Magda must have seen it on my face or heard it in my voice; the lie. Her body shook under my arm and I heard her suck in a short breath and choke out a little sob. She drained off the last of the whiskey and threw the bottle into the night. I offered her a cigarette and lit it for her with a wooden match, the flare of sulphur lighting up her sad face and reflecting from her tears.
“This is real now,” she said in a shaky whisper.
“It was real to begin with,” I replied. “Now it just sucks.”
“Don’t say anything else,” Magda said to me. “You’re not making it better.”
She finished the cigarette in silence then looked over to me again. She held my gaze for a long time with her soft brown eyes then kissed me. It wasn’t the heavy passion we usually shared with each other, it was gentle and prolonged. She pulled back from my face and looked at me again, looking for something. Whatever it was she must have found it, she kissed me again and I wrapped my arms around her. She was fumbling with the opening of my pants and pulling my cock out with her trembling hands. In her thoughts I could hear her hoping to feel human again, to feel like a woman and not a monster. I pulled Magda over onto my lap and she guided my cock into her with one hand while grabbing the back of my head with the other and kissing me harder.
I wrapped both my arms around her and held onto her tightly while she slowly rocked her hips back and forth with me deep inside of her. She had her fingers tangled in my hair, holding me as tightly as I held her. Her moans grew louder and I could feel her gaining some peace in the raw physical act of love. Slow and steady and sensual she moved around, minutes passing as she found in our love making what she had lost in the diner that morning.
It went on and on, both of us tangled together; physically and spiritually…I could see the strands of light pulsing and flaring between us and wished she could see it too. I touched her with it to let her experience it as I had once before, gently this time instead of forcefully. As the image drew itself in her mind she gasped and cried out.

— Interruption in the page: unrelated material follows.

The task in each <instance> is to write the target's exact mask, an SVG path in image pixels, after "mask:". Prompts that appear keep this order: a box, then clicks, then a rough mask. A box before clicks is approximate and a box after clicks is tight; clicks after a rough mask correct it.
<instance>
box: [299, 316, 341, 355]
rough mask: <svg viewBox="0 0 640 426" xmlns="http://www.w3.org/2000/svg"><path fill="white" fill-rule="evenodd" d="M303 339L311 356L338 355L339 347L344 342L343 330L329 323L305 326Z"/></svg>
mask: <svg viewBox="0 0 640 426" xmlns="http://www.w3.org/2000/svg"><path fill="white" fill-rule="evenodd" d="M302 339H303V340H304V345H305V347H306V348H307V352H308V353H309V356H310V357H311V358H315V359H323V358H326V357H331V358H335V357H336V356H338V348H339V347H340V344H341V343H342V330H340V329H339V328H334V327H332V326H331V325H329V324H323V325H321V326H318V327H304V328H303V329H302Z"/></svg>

Seeing what I saw, she lost control and began yelling her pleasure into the night.
Suddenly there was a new light, a light of this world. Sitting on the edge of the roof at the back of the motel we were in a small circle of white light from below us.
“Hey! You two! You have a room! Use it!” a voice yelled from below.
I squinted against the light and could just barely make out the man holding the flashlight.
“Sorry!” I yelled down to him, laughing.
“Get off my roof!” he shouted, then turned and left.
Magda looked embarrassed at first but my smile infected her and she nervously started to chuckle as well. She climbed off of me and I put myself back in my pants and zipped them up. She still had tears in her eyes, but the smile on her face balanced it out.
“Should we finish this inside?” I asked her.
“Uh…yeah?” she said softly, then laughed out loud. “Come on, let’s go.”
I helped her back down the other side of the roof and we went to our room and made love until the sun came up and it was time for us to leave another motel behind. 5am might be for regrets, but it could also be for renewal. If you don’t repent then you can’t forgive yourself. If you don’t regret then you can’t change. When you lose hope it just means that now you can find it again.
We’d lost it together. We found it together. We slept together in the car the next day as Sam drove.